Is air matter?
3. Weigh balloons
The Weight of Air
If you scoop a cup of water out of a large pot you can feel its weight. If you pour that water back into the pot, you would not expect that weight to cause the water to sink to the bottom of the pot and stay there, as if it were a rock. The water from the cup will mix in with and drift through the rest of the water as if it were weightless, because it has the same density as the water in the pot.
For the same reason, any specific quantity of air in the atmosphere appears to be weightless. However, air does have weight. Air pressure, which we hear about in weather reports, results from air's weight. Since we live with air pressure all around us, and even inside of us (e.g., lungs) we do not sense it. Even scales do not sense the weight of air, because they are completely surrounded by air pressure.
One way to demonstrate that a sample of air has weight is to make it denser than the surrounding air. It that case, the sample will sink in the atmosphere. Cold air is denser than warm air; more particles are packed into each cubic centimeter. Open the freezer door and you'll feel the cold air spilling down towards the floor. Compressed air is denser than uncompressed air, with more particles packed into each cubic centimeter.
Why a double balloon?
A balloon resists being stretched, so as it is inflated it compresses air particles closer together, making that air more dense than the uncompressed air in the room. A double balloon offers even more resistance to being inflated, and compresses the air particles even closer together, making the enclosed air dense enough for a balloon-sized quantity to tip the pan balance.
Students may not need this much information. The demonstration speaks for itself.

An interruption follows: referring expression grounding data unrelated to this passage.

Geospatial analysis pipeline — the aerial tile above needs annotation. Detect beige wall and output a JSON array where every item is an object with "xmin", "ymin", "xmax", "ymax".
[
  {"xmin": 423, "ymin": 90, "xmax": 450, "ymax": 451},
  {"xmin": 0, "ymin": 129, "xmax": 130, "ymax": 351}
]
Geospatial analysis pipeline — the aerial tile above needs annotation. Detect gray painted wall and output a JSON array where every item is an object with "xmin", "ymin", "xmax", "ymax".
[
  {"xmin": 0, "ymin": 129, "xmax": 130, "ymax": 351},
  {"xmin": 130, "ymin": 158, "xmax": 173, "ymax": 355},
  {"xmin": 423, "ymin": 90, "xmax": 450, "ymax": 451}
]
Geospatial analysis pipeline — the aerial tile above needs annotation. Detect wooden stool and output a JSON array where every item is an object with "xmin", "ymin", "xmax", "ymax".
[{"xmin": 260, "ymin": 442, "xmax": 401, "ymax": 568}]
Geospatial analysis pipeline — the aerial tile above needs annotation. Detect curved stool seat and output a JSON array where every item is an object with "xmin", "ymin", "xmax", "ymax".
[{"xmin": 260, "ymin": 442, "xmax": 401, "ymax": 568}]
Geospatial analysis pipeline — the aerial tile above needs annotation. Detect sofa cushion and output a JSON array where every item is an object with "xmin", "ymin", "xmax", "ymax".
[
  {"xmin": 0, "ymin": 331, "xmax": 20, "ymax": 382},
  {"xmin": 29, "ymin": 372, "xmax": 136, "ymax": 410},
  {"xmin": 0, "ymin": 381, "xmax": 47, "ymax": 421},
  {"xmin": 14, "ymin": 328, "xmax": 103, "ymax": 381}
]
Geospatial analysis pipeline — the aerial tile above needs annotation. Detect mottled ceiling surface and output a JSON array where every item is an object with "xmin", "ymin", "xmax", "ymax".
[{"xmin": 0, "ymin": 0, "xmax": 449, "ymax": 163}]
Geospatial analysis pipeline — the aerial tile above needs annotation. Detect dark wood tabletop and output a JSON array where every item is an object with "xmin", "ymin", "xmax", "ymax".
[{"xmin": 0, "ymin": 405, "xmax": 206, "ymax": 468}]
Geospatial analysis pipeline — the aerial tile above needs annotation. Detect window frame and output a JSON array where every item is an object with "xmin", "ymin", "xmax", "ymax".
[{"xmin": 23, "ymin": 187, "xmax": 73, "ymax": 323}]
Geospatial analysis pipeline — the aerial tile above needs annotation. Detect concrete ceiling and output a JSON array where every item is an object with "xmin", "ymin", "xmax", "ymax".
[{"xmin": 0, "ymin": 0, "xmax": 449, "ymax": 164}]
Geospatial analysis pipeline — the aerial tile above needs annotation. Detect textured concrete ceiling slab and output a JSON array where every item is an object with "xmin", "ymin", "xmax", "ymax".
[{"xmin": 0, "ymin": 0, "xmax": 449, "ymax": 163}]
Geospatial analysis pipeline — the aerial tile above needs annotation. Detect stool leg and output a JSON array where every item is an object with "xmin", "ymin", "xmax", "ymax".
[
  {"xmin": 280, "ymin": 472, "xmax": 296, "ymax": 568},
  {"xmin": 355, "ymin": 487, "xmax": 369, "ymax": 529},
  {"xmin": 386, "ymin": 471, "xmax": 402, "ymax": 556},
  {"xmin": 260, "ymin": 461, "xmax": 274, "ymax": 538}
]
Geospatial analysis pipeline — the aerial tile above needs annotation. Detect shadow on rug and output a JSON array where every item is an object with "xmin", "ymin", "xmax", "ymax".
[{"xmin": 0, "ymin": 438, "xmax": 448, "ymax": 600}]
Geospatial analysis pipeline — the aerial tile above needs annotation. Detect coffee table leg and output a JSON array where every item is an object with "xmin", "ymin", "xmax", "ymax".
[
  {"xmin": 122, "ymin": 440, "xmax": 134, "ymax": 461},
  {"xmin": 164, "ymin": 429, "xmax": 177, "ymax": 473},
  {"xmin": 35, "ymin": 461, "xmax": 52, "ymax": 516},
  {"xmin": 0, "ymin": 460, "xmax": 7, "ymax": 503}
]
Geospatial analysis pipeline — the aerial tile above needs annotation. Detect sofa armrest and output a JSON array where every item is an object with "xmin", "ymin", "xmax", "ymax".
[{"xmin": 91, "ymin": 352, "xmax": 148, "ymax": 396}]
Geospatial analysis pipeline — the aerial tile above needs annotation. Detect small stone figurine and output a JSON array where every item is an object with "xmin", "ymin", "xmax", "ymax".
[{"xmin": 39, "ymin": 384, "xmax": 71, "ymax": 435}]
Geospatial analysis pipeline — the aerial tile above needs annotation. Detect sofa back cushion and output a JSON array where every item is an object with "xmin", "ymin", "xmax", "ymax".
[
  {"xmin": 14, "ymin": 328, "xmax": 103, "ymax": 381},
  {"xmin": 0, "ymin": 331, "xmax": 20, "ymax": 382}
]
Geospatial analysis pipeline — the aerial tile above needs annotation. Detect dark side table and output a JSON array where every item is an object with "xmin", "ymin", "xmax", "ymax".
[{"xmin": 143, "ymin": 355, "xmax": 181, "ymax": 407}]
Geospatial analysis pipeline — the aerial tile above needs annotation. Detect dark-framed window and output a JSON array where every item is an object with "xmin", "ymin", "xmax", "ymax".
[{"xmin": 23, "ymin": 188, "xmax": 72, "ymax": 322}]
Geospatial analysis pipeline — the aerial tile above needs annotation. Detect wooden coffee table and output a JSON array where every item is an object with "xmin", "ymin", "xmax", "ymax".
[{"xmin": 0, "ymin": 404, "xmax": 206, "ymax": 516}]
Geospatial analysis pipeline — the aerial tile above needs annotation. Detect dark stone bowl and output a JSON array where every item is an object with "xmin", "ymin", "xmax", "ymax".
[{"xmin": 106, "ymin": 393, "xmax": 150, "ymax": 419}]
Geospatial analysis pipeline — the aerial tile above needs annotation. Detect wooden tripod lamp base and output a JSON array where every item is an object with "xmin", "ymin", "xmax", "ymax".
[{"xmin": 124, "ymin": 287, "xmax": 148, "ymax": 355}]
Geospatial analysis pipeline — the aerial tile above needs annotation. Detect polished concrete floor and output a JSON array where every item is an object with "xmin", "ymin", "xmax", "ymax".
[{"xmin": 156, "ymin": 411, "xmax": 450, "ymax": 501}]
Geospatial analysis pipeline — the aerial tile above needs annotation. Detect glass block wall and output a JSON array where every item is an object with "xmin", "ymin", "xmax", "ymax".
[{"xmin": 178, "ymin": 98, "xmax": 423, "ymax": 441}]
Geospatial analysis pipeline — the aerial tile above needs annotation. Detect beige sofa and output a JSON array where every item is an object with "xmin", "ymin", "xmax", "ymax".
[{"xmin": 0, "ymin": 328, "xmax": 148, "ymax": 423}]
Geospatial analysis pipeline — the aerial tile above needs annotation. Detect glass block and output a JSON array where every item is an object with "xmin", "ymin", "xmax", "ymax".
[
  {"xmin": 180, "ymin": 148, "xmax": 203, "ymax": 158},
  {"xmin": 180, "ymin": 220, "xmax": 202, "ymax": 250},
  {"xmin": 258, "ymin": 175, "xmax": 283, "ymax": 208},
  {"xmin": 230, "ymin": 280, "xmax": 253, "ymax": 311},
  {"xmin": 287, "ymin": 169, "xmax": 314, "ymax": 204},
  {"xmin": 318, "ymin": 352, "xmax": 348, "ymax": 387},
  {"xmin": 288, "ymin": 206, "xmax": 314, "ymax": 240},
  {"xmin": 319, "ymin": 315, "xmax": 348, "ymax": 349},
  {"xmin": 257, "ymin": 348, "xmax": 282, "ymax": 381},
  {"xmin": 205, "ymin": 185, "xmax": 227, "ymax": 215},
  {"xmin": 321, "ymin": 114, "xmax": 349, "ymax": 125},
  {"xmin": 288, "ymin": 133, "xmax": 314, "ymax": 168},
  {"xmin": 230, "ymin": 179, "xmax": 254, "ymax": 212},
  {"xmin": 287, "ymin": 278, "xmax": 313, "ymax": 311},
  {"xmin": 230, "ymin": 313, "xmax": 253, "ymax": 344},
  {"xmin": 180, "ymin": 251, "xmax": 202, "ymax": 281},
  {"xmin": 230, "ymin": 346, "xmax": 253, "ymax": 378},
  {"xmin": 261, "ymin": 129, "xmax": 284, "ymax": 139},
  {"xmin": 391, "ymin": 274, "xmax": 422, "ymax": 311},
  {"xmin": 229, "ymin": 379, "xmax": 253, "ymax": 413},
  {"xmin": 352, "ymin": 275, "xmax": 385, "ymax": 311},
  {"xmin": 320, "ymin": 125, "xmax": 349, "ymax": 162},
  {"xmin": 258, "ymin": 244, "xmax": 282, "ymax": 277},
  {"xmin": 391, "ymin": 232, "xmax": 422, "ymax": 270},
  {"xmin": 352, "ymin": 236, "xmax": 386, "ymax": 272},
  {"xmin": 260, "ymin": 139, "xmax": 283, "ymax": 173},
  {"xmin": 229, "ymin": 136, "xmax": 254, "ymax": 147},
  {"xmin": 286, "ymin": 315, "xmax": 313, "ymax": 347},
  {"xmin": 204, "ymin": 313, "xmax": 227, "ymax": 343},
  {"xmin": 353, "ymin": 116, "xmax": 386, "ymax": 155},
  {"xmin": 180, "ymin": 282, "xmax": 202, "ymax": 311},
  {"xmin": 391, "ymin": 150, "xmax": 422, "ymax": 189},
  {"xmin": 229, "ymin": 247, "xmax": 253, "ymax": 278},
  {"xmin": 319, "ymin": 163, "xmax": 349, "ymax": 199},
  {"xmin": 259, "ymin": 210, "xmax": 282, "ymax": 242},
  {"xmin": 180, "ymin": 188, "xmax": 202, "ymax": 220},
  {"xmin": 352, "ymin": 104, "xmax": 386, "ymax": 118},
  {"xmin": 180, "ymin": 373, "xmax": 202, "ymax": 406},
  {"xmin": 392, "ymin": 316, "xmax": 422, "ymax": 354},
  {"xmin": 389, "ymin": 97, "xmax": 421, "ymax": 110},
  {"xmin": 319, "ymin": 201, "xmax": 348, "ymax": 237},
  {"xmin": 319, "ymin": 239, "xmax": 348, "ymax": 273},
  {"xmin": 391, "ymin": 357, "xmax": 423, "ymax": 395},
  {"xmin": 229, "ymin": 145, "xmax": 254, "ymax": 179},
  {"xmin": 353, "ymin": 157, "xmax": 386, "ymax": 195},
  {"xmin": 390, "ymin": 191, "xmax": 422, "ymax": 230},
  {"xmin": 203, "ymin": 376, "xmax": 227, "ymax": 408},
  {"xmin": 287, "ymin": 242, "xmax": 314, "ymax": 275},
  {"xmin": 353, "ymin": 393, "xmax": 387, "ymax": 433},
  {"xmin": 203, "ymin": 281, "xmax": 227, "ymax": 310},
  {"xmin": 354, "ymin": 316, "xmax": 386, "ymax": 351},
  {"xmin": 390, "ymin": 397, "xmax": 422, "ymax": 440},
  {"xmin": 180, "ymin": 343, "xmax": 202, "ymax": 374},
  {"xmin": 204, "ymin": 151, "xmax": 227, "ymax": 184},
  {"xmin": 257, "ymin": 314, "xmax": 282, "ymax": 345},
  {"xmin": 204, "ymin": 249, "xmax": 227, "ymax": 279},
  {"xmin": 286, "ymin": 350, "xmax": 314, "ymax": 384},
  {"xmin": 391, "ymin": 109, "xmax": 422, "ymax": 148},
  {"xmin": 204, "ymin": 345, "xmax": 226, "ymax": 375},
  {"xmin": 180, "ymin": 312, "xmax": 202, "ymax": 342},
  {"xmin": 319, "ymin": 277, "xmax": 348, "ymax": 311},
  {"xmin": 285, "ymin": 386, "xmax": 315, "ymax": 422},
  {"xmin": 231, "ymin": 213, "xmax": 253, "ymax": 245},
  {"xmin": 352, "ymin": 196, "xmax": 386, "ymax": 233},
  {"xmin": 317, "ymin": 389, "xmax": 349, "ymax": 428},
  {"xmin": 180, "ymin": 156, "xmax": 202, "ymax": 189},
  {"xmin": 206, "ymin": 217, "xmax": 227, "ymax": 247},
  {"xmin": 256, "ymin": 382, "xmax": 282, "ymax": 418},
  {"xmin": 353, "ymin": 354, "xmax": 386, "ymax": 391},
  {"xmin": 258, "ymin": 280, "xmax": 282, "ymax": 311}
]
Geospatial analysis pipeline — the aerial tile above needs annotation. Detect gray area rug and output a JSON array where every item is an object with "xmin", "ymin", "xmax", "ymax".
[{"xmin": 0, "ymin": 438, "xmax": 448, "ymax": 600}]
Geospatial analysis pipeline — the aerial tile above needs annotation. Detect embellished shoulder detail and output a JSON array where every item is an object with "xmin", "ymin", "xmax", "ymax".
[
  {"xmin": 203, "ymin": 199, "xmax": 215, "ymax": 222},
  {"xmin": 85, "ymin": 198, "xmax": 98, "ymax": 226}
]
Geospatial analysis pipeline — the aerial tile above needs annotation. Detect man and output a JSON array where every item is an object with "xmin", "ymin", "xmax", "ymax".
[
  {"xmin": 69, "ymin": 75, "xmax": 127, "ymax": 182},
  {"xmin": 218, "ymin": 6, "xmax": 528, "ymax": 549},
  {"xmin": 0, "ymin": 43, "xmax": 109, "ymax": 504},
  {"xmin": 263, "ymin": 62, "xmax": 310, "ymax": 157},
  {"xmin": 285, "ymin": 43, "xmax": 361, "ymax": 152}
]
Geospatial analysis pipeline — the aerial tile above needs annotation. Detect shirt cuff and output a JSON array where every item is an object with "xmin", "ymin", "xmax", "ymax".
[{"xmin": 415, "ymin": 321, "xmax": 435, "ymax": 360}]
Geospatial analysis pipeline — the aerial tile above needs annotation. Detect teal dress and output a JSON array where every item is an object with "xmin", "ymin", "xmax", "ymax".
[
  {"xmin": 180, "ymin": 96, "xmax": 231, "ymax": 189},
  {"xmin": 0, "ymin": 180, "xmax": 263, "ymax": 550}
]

Remind students that if air is matter, it must have weight. A question is:
- No, you can't feel air and it doesn't register on a scale.
- Yes, because my soccer ball feels heavier after I pump it up with air.
What positions do students take? Be sure to hear from students with positions on each side of the question. Ask students to make a claim and to provide the evidence or reasoning on which their claim is based.
Show students the uninflated double balloons placed on each side of the double pan balance. Point out that the two sides balance and so there are equal weights on both sides. Next, ask students to imagine that the balloons on one side of the balance are inflated.
- What will we observe if air doesn't weigh anything?
- What will we observe if air does have weight?
Use the balloon pump (with the rubber stopper) to inflate one set of doubled balloons to its full size. Using a balloon pump to inflate a balloon avoids adding moisture from your lungs into the balloon, which in turn helps to establish the fact that "dry" air has weight.
Tie off the opening of the inner balloon and return the inflated double balloon to the double pan balance. The pan with the inflated double balloon will move down.
Do we have evidence that air has weight?
Students record their responses on the [Does air have weight?] page in their Science Notebooks.